Problématique : De la nécessité d'outils d'analyse généalogique et philologique

Philologie

La philologie est l'art d'établir les textes par l'analyse de leur contenu, de leur identité et de leur histoire, étant donné plusieurs sources, afin d'en fixer des versions de référence authentifiées.

La transposition de cette discipline dans notre contexte du document numérique rééditorialisé consisterait à pouvoir identifier, comparer et critiquer des fragments documentaires afin de décider de leur pertinence pour un contexte éditorial donné : création de nouveaux documents à partir de fragments existants et évolution de fragments au sein d'un document existant typiquement.

Généalogie

La généalogie est l'étude des filiations entre individus par l'analyse des données qui les caractérisent (noms, documents d'identité...). Transposée à notre contexte il s'agirait de pouvoir conserver et/ou reconstruire les liens historiques entre fragments afin d'aider à percevoir leurs évolutions, et les contextes qui les ont sous-tendu, toujours pour aider à décider de leur pertinence étant donné un contexte éditorial.

Philologie et généalogie se croisent, a fortiori si l'on considère la généalogie génétique qui cherche à exploiter les ressemblances entre caractères intrinsèques de l'individu : l'ADN dans le cas de l'être humain, le contenu documentaire dans notre contexte.

Enjeu du travail

Considérant la complexité du processus éditorial dans un système de gestion de fragments documentaires vivants, l'idée de la thèse est d'élaborer des outils d'inspiration philologique et généalogique permettant d'aider à gérer cette complexité.

Dans un système fortement orienté réutilisation, les risques sont que les utilisateurs transfèrent leur temps d'écriture en temps de gestion ; qu'ils renoncent à exploiter les propriétés de rééditorialisation du système (voire le système lui-même) devant l'overhead de gestion induit, les risques d'erreur (gestion de la complexité) et la perte de contrôle ou de confiance (altération de la maîtrise documentaire). Le système doit donc supporter ses utilisateurs afin que la rééditorialisation soit la moins adhérente possible au processus d'écriture.

Par exemple l'évolution d'un fragment réutilisé au sein de nombreux documents peut demander aux auteurs/gestionnaires de ces documents de prendre une décision : conserver le fragment d'origine ou adopter la nouvelle version.

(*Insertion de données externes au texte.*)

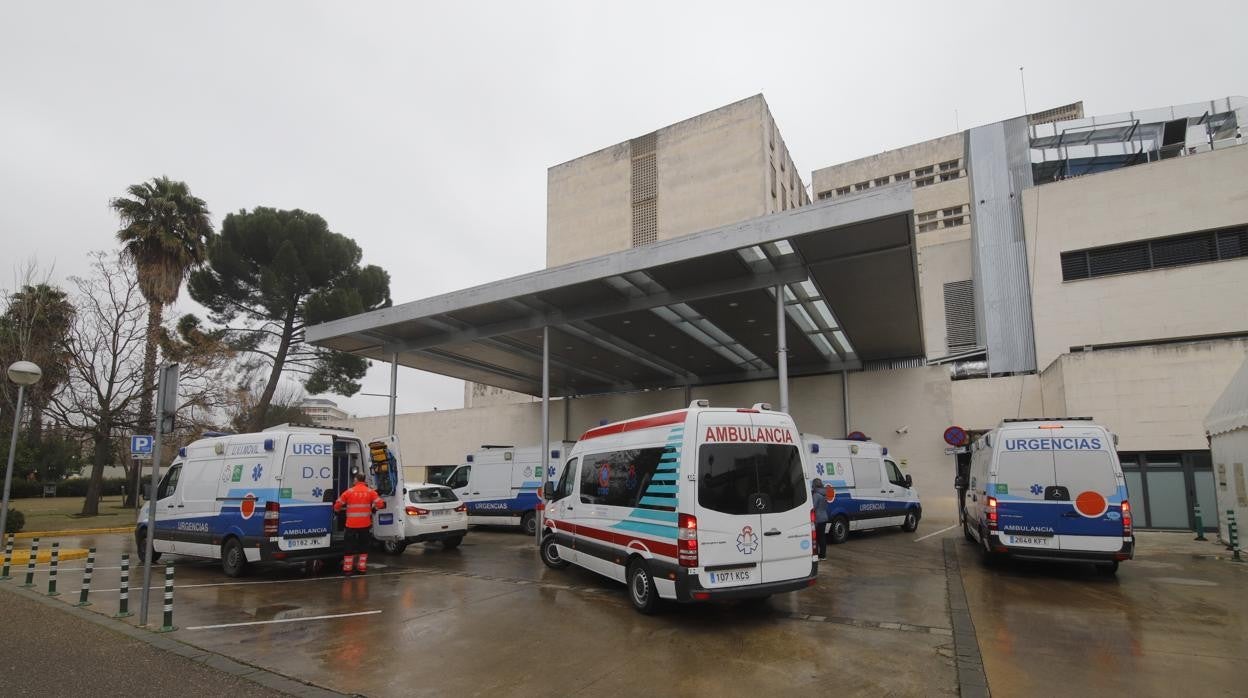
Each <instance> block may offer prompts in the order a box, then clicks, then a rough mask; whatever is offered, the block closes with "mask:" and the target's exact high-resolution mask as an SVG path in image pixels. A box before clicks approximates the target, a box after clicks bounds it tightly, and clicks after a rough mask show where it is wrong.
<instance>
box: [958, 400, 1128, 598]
mask: <svg viewBox="0 0 1248 698" xmlns="http://www.w3.org/2000/svg"><path fill="white" fill-rule="evenodd" d="M1116 442H1117V440H1116V437H1114V436H1113V435H1112V433H1109V431H1108V430H1106V428H1104V427H1103V426H1101V425H1097V423H1093V422H1092V420H1091V417H1056V418H1022V420H1005V421H1002V422H1001V425H1000V426H998V427H997V428H995V430H992V431H988V432H986V433H985V435H983V436H981V437H980V438H978V440H976V441H975V443H973V445H972V447H971V471H970V479H968V482H967V489H966V494H965V502H963V503H965V508H966V513H965V514H963V517H962V533H963V536H966V539H967V541H970V542H972V543H976V544H977V546H978V547H980V549H981V551H982V553H983V557H985V559H986V561H988V559H992V558H995V557H1001V556H1010V557H1017V558H1030V559H1045V561H1073V562H1091V563H1093V564H1096V566H1097V567H1098V569H1101V571H1102V572H1106V573H1109V574H1112V573H1114V572H1117V569H1118V563H1119V562H1122V561H1124V559H1131V558H1132V557H1133V556H1134V548H1136V542H1134V541H1136V539H1134V532H1133V528H1132V516H1131V502H1129V501H1128V498H1127V483H1126V479H1123V476H1122V466H1121V463H1119V462H1118V453H1117V451H1116V450H1114V445H1116Z"/></svg>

Cette décision dépend :

  • de la nature de la modification : syntaxe sans conséquence sur le sens (orthographe), réduction ou augmentation du contenu sans altération du contenu existant préalablement, modification du sens et de l'existant...

  • de la nature de l'intégration du fragment dans chaque document, la place qu'il occupe et le rôle qu'il joue dans le document.

  • des processus éditoriaux : document publié, en cours d'écriture, de réédition, dynamiquement publié à chaque modification...

L'objectif est de n'interroger les utilisateurs que sur ce qui est nécessaire en leur donnant la juste information dont ils ont besoin pour prendre leur décision.

Pistes de travail

Les pistes à considérer seront typiquement :

  • Un modèle de métadonnées documentaires au niveau fragments (description), inter-fragments (relations) et intra-fragment (contenu) :

    • l'identification des fragments permettant de les individualiser de façon universelle

    • la description des fragments à l'aide de jeux de métadonnées reflétant leur contextes éditoriaux de création et d'évolution

    • l'association des fragments selon des relations historiques (a été créé/modifié le), géographiques (a été créé/modifié dans tel système), généalogiques (est issu de la copie/modification/dérivation de, est une nouvelle version de...), structurelles (est fils de, est père de, est frère/co-occurrent de...), de ressemblance (possède un contenu syntaxiquement proche de, possède un fragment en commun avec, est une transformation de...)...

  • Des processus d'établissement de ces métadonnées par le système (automatique) et par les utilisateurs (manuel et semi-automatique) :

    • l'intégration aux systèmes de capacités d'enregistrement automatique des métadonnées et associations tout au long des processus éditoriaux

    • l'intégration aux systèmes de fonctions pour l'annotation critique des fragments (fonction philologique) et l'expression de relations reconstruites (fonction généalogique) : notes de révision, expression de comparaisons, expression d'alternatives (selon telle ou telle intentionnalité éditoriale), analyse différentielle...

  • Des outils d'appréhension et d'exploitation de ces métadonnées :

    • la présentation aux utilisateurs de l'information juste nécessaire ;

    • avec des modalités de lecture adaptées à la consultation efficace de ces informations.

L'enjeu de la thèse est de parvenir à un système aidant l'utilisateur à prendre la meilleure décision avec un minimum de travail humain.